For many journalists working in Pakistan, death threats and menacing messages are simply seen as part of their job. But since December 2010, CPJ’s Journalist Assistance Program (JA) has processed requests for help from 16 journalists in Pakistan who are dealing with threats. Others have told us of threats they have received in the event that they are attacked.
Outside of JA’s caseload, we are aware of nine other journalists who have received death threats or menacing messages, usually by text message. These threats went beyond the usual level and were bad enough for the journalists to tell us about them. We have three “in case I am killed” messages in Bob’s e-mail inbox, set aside if the worst-case scenario actually comes about for these people.
Most of those threatened are men, but a few of them are women. Most work for Pakistani media, but some work for international news organizations. One is an Afghan journalist working in Pakistan. Since the brutal murder of Saleem Shahzad at the end of May, the rate of applications for assistance seems to have accelerated, but it is too early to tell if there is a real spike or just part of the rise in the Pakistan caseload we have seen in the past year or two.
Remember: The cases we are talking about are not all the journalists who have received threats in Pakistan. Our data largely reflects journalists who have reached out to us. In a few cases, we were told of a situation and we reached out to the person being threatened.
CPJ has assisted or is aware of Pakistani journalists living in other South Asian countries, Sweden, the UAE, and the United States, and we can’t help but believe that there are many more journalists outside the country that we or our international sister organizations don’t know about.
The journalists we have worked with say the threats have come from many quarters: the government’s military, paramilitary, and intelligence groups; both sides in the brutal escalating ethnic strife in Balochistan; militant groups in the Federally Administered Tribal Areas, some of which operate on both sides of the border with Afghanistan; political factions and criminal groups fighting turf wars in urban areas, notably Karachi; powerful feudal leaders who still predominate in rural areas; and, at times, the figures involved in bitter local disputes over land, water rights, political patronage, corruption, and even marital conflicts that a journalist has covered.
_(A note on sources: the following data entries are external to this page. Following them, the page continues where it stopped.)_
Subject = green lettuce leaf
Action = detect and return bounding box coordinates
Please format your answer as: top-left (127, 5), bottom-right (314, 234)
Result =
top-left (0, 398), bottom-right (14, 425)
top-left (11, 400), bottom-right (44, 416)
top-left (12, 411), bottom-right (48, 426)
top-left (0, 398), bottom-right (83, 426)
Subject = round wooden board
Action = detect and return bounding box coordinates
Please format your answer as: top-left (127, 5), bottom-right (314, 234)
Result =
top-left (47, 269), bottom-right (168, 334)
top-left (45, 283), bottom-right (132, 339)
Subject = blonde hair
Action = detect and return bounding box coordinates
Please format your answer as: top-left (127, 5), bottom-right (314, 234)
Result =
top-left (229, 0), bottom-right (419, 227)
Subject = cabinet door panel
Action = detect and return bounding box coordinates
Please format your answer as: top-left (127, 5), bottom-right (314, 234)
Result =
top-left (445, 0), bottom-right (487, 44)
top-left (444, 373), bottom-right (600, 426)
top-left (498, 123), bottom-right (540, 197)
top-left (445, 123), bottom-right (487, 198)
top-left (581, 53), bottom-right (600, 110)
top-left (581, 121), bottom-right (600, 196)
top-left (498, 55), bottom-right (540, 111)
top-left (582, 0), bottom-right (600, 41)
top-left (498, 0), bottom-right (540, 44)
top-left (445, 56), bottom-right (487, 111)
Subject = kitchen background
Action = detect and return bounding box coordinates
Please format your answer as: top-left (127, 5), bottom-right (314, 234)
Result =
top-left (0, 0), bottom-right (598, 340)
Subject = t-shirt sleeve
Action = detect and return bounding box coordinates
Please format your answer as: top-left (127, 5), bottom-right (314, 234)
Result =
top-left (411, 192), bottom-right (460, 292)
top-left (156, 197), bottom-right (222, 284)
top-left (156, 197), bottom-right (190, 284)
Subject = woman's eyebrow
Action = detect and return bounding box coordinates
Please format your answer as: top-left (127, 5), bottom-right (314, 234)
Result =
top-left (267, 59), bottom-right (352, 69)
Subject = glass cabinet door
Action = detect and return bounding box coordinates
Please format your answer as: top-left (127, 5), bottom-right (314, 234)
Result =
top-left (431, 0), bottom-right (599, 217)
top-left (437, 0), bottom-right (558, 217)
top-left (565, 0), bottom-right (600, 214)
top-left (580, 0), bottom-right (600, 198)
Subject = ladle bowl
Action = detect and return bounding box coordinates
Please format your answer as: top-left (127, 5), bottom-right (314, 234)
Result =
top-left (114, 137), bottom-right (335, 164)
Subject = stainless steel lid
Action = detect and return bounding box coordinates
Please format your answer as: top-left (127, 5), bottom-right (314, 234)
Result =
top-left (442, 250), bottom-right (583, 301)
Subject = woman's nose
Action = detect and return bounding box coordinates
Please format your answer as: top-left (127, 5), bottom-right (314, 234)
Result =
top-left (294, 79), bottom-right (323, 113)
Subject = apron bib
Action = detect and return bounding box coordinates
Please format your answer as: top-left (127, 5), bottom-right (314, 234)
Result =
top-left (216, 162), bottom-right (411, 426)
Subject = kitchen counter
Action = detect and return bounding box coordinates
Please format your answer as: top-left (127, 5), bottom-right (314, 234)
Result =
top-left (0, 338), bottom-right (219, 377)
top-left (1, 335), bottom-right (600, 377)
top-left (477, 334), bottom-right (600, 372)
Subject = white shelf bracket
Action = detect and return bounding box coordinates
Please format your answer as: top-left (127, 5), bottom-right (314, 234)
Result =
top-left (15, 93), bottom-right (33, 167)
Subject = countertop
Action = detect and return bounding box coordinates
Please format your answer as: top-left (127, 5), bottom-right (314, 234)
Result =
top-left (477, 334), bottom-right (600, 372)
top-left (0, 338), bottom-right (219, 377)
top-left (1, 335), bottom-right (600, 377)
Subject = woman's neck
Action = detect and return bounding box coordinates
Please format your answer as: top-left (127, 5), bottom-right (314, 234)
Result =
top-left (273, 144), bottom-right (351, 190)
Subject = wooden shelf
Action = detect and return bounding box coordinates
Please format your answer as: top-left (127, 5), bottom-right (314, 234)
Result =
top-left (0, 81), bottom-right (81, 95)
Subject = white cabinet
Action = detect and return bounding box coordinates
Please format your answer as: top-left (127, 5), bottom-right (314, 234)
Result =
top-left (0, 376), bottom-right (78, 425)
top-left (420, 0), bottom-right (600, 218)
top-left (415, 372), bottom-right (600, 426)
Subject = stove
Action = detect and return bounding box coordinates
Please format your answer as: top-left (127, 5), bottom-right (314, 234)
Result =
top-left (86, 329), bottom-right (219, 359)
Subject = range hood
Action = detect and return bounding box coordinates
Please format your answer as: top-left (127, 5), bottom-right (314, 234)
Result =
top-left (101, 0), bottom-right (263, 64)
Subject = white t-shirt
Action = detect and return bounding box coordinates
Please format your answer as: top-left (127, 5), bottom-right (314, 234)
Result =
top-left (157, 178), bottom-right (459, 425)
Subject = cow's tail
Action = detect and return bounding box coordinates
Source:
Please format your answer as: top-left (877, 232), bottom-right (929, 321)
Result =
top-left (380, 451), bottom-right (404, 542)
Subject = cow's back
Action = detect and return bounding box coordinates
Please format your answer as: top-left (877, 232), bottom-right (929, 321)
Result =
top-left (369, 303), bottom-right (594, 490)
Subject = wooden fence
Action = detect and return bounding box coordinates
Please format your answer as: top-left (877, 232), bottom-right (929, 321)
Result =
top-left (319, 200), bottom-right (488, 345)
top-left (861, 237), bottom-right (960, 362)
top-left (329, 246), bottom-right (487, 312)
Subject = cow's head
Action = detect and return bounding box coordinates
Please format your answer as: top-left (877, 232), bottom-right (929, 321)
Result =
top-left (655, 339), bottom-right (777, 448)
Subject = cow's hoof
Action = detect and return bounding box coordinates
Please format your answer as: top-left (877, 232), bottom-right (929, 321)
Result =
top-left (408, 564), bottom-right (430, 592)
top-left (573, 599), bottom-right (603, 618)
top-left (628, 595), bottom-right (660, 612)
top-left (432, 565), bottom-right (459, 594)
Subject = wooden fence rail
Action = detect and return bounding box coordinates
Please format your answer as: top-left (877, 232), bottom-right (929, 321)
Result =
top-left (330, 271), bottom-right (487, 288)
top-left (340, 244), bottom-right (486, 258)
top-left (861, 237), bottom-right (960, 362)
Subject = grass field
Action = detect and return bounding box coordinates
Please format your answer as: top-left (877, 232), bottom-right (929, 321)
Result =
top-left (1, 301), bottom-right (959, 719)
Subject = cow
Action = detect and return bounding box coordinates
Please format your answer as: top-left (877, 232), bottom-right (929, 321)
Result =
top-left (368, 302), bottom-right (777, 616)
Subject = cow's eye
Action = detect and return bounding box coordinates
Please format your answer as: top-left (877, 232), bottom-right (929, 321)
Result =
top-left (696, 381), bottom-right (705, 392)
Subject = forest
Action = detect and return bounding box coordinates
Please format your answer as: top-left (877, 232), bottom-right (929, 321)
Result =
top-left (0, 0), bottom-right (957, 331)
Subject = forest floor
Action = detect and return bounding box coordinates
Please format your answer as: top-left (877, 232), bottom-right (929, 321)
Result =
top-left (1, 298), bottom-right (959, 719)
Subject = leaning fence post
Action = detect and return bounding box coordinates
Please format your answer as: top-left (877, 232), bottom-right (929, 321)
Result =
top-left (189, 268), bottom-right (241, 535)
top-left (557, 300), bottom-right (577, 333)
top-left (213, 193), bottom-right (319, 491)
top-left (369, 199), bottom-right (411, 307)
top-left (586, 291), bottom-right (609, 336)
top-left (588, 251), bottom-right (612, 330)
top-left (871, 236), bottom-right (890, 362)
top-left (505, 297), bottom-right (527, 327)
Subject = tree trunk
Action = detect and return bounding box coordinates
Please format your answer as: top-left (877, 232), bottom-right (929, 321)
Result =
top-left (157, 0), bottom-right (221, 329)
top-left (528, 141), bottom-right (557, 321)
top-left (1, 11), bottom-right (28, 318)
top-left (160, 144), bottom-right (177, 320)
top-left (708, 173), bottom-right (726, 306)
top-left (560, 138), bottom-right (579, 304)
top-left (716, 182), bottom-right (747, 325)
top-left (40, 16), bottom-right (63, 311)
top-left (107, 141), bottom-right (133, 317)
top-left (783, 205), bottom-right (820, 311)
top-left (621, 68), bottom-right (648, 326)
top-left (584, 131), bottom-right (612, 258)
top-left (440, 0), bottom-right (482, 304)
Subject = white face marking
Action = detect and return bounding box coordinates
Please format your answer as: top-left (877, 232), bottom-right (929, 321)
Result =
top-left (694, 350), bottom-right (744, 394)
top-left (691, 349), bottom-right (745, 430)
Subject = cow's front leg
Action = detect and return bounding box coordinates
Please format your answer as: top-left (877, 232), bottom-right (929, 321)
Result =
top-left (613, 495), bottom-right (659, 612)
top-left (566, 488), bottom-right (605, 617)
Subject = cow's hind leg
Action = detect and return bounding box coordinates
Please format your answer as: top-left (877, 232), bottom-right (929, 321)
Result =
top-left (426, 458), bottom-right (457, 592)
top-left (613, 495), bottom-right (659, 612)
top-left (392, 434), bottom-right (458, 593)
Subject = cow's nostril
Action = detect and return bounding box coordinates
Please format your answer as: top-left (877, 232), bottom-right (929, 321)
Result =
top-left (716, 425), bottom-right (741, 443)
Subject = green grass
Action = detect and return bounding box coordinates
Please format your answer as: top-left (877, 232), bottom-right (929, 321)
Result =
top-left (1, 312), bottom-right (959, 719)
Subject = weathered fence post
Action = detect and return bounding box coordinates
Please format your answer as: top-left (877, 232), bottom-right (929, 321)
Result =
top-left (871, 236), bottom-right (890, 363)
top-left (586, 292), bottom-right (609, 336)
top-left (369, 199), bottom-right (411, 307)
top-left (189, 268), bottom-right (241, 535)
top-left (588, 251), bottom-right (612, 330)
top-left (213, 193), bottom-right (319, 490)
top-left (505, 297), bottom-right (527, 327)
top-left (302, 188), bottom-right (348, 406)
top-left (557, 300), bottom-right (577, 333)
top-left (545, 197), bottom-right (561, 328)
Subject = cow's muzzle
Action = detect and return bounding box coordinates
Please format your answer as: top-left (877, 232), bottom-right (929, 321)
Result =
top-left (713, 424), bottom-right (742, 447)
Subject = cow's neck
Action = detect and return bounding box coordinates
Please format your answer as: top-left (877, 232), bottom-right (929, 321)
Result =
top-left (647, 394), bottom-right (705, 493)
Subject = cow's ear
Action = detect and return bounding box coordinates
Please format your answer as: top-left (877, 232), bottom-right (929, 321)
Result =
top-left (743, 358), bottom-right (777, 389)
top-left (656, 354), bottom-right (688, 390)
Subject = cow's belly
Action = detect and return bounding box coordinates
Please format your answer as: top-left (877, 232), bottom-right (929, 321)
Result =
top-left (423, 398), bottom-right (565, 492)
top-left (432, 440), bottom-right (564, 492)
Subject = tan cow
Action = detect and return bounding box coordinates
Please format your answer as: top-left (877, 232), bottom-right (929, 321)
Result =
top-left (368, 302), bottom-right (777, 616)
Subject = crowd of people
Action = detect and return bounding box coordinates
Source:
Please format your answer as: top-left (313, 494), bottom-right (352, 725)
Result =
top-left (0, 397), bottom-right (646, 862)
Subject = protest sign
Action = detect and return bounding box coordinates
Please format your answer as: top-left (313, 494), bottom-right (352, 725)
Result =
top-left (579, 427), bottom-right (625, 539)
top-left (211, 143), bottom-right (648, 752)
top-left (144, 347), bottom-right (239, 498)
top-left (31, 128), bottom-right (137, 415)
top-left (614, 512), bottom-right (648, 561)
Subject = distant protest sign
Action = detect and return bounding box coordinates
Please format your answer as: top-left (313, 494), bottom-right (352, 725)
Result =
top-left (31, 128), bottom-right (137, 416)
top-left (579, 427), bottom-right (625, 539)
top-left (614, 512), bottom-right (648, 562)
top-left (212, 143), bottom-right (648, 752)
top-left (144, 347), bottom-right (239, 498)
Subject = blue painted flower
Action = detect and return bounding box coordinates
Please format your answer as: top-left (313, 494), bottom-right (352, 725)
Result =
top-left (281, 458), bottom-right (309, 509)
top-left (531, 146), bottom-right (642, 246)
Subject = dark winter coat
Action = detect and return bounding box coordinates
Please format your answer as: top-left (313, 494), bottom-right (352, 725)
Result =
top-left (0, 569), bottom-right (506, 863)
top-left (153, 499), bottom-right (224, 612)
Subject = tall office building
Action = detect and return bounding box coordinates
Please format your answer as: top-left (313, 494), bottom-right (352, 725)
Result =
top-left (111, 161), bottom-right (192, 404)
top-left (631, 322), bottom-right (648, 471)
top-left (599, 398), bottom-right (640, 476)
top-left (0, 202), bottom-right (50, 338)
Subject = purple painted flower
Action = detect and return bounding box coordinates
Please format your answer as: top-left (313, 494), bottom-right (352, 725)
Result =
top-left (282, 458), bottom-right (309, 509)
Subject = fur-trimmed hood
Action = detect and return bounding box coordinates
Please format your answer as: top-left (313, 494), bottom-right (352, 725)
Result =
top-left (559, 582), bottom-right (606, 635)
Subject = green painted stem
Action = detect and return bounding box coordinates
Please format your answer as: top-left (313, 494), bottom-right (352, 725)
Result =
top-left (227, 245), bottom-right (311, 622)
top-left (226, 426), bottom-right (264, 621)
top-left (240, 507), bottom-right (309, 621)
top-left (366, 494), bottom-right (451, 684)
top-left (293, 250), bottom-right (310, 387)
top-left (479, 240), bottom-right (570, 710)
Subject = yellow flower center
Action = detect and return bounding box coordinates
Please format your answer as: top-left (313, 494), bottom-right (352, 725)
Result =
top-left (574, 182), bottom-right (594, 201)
CPJ and other local and international groups doing similar work have developed an approach to this problem: We counsel journalists to make the threats they are receiving public, or at least to alert their employers and colleagues. We encourage them to register a case with the local police. If the situation seems dire enough, we tell them to consider relocating to another city for a while, and at times we offer them financial assistance to do that. We discourage them from viewing asylum in another country as the only solution, though have gotten some of them into three- to six-month training or professional development programs. Those who do find asylum somewhere often wind up marginalized, no longer able to pursue their careers in a foreign country. We have seen oppressive media environments in other countries drain them of their intelligentsia and don’t want to see that happen in Pakistan.
Some of the more accomplished journalists have been able to get into significant academic programs in Europe or the U.S., though for most of the people we’re dealing with, such programs are out of reach. Others, with the financial means, are able to move in and out of Pakistan as they perceive the threat level rising and falling.
Increasingly, we find it difficult for journalists to be issued visas into European, Scandinavian, or North American countries. For those who insist on leaving Pakistan, we find ourselves directing them toward countries that do not require visas for Pakistanis. CPJ and other groups have little influence over immigration authorities, though we do write letters of support for some of their applications.
With the government unwilling or unable to address the near-perfect level of impunity for those who kill or attack journalists in Pakistan, CPJ encourages our colleagues there to do more to organize to protect themselves. Media companies should continue to devise strategies of dealing with threats as well as attacks. Journalist trade organizations should ramp up their safety training for those who don’t have the benefit of being on the staff of a larger organization. And, in my meetings with the younger generation of journalists coming up, we are learning that many feel alienated from the established media houses and journalist organizations. These younger people will need protection as well. If they haven’t already, they will soon feel the same pressure their more established colleagues are struggling to cope with. The intimidation journalists face in Pakistan does not look set to end any time soon.